Saturday, August 12, 2006

Binomials, Pemdas and Quantitative Comparisons Oh My!

For those of you returning to school next week after several months of vacation and now worried that you will not be able to get back into the groove of math, English and science . . . I have absolutely NO pity for you.

Because I am too busy pitying myself.

After 10 years of not doing any math more difficult than balancing my checkbook, calculating a simple percentage or measuring a room for carpet and paint . . .I am taking the GRE.

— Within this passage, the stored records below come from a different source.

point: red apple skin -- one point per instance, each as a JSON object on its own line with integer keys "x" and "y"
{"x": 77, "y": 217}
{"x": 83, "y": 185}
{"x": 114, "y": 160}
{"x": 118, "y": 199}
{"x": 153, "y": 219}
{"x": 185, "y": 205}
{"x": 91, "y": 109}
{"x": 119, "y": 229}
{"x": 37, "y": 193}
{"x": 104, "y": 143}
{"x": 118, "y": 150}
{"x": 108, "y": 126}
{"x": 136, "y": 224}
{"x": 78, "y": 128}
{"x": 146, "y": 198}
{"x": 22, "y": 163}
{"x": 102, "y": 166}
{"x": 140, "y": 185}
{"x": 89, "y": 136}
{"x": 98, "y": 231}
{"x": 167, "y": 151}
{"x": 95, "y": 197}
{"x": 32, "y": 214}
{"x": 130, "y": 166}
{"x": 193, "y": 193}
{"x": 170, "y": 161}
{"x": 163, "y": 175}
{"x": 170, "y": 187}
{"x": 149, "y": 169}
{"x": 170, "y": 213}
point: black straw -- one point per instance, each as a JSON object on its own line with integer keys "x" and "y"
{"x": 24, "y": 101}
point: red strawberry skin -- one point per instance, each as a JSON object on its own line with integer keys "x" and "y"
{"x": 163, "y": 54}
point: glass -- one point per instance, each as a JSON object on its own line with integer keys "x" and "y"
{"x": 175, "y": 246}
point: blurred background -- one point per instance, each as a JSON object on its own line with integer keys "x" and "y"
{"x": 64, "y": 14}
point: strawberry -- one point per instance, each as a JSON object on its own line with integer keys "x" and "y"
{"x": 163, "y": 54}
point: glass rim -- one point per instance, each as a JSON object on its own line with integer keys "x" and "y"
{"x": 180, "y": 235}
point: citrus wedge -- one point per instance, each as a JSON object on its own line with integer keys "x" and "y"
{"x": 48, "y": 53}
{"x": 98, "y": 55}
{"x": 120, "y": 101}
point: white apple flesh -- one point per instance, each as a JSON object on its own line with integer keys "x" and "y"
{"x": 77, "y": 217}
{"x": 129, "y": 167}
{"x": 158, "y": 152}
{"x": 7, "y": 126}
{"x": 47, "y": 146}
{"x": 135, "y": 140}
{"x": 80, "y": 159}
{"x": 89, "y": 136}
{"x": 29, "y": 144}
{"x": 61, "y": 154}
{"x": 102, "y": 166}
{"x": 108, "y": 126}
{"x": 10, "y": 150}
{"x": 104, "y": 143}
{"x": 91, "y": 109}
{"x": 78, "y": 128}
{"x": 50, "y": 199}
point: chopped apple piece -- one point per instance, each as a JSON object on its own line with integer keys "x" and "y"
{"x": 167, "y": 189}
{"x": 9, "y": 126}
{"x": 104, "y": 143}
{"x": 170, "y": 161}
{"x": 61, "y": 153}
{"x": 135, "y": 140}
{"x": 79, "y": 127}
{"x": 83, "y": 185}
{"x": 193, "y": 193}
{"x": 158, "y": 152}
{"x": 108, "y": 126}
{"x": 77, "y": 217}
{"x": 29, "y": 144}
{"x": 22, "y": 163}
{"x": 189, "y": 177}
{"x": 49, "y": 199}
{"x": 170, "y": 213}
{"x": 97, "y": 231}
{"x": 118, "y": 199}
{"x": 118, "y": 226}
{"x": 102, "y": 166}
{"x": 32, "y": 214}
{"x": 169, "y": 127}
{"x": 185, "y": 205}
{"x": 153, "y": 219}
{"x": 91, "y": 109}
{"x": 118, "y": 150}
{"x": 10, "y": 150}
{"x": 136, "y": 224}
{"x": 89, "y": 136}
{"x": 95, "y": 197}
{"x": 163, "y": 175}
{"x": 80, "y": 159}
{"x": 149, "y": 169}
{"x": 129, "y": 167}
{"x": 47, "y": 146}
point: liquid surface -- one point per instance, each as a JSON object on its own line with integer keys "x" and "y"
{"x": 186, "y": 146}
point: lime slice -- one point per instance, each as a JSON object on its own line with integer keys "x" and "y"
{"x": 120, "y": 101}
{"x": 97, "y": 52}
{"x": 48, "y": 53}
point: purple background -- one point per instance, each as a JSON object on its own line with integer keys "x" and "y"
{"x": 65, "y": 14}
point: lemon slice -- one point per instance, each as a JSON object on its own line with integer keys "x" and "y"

Now the GRE assumes (wrongly) that you have just finished four years of math and English and are ready for a comprehensive exam to show your knowledge. This may be true for most, but there is a small percentage of us that actually went out of the halls of academia and worked in the world for several years before deciding to go back to school. And that nonsence about "it is like riding a bike, once you learn it it stays with you forever" is utter, complete and WHOLE nonsense.

I used to make A's in Advanced Math in high school and at University. I learned my formulas and equations like a good student, passed my exams and went on from there. My work never required these skills of me so they got dusty, then they got rusty, then they corroded and now all thats left is some vague shadowy mess in the far regions of my brain where all I can really remember about my Advanced Math, Geometry and Algebra classes is where I sat and that my alegebra professor at Tech was a raging Arkansas Hogs fan.

So, I have to take this GRE before going back to school. Doesn't matter that what I am planning on studying will not be using Geometry, Algebra and such.

The English and Composition parts of the GRE don't bother me at all. Those skills have been kept sharp from constant use in my work and in the fact that I enjoy reading.

Have you ever had a dream where you were taking a test you know you studied for but everything has escaped you? (or perhaps this has happened to you in real life - so much the worse!) Well, as I took my "Let's see how you do on this practice GRE so we can tell you what to brush up on before the actual GRE" test, I felt this way. I kept staring at problems and thinking, "Hey I know how to do these! Don't I? I used to know the formula. Wait, it will come to me, surely all those years of study were not in vain. . . surely. . ." Well, the score, was pretty sad. The English section was very good. But the Quantitative section was very very bad.

So, I have set down a study plan of 1 hour every day reviewing my pitiful maths. I would rather have root canal work done. I keep telling myself that, "These are important skills to maintain, you need this knowledge in your everyday life" but in actuallity I don't. I have gotten by in the last ten years quite well without them, thank-you and I will not be using them in my advanced studies at university either since my chosen field of study is not concentrating in maths.

So here I grind, on a Saturday morning, when I'd rather be watching a movie, reading a book, washing my truck, running errands, scrubbing out the horse trailer, whatever. . . anything but multiplying binomials or finding the distance between two points or finding out how long it will take Mary to get to Florida from Louisiana if the current is such and such and the wind direction is this and that.

ugh.

(and I do pity you my friends returning to high school and junior high. . .not so much because of having to return to the books, but because the Louisiana public education system never seems to get the air conditioning working until mid-September.)